First, they need to be able to help me be more productive and help me get actual work done. Activating Siri and saying ‘Add design review to my project in Things’ is not particularly faster than opening Things and just typing it in. I can open my email application and type a reply faster than I can tell Siri to do it. I can usually add an event to my calendar more quickly than telling Siri to add ‘Lunch with Klas on Tuesday, February 5th at 12:00 at Saltimporten successfully. It needs to help me get actual work done. And most importantly, I should able to trust it to complete it successfully without me having to double check to make sure it didn’t make a mistake.
If voice assistants are to become true ‘personal assistants’, they need to be much closer to what an actual personal assistant would be. Would an actual assistant ever get confused by the same simple, mundane command twice eventually just answering that they can’t perform the task? No. However, these companies are working hard for us to think of Siri and Alexa as humans. Voice is the new Skeuomorphism.
The articulation of the metaphor of a human assistant and the way voice assistants mimic humans is literal. Just as buttons look literally like button on the skeuomorphic visual interface, the voice assistant that sounds literally like a human is a skeuomorphism.

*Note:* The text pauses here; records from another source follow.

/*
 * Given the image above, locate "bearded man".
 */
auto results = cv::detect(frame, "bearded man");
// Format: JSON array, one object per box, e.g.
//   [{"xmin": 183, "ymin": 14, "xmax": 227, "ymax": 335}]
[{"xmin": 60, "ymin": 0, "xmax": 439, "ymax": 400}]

There’s a lot of talk about how the voice assistants are getting far better at understanding context. What this means is that follow-up questions are understood as related to a question asked before. So if I ask ‘What’s the weather like tomorrow in Oslo?’, I can follow-up with ‘Will it snow?’ and my assistant understands that I’m asking about tomorrow and Oslo. Or if I ask ‘Who’s the president of the United States?’ and follow-up with ‘Is he impeached yet?’, it understands that he refers to the president of the United States.
While that’s great for micro interactions I think what’s really missing, from a user’s experience, is more personalized context. It should be aware of what apps I use. If I tell Siri to ‘Remind me to call Klas’, it should be aware that I use Things for reminders, not the default Reminders app. Then it will automatically place the reminder in the correct app (based on my settings). Similarly, if I ask about the weather, it should know what my default weather app is. The requests should be on my terms, not theirs.
It should be aware of what I’m currently doing. If I’m listening to The Talkshow, I should be able to say ‘Remind me of this’ and it should create a direct link to 30 seconds earlier in the podcast. If I’m browsing something on Amazon and I say ‘Remind me to buy this’, it should include a link to the product without me having to specify it.
I’m sure that there is a lot of future in voice commands, but if they are supposed to ‘be the thing of 2019’, I think the software and executions behind them really has a long way to go. People are not going to be entertained by being able to ask ‘Who starred in Casino?’ forever.*
- not to mention you can still only set ONE timer on iOS and you can’t even do that on your Mac!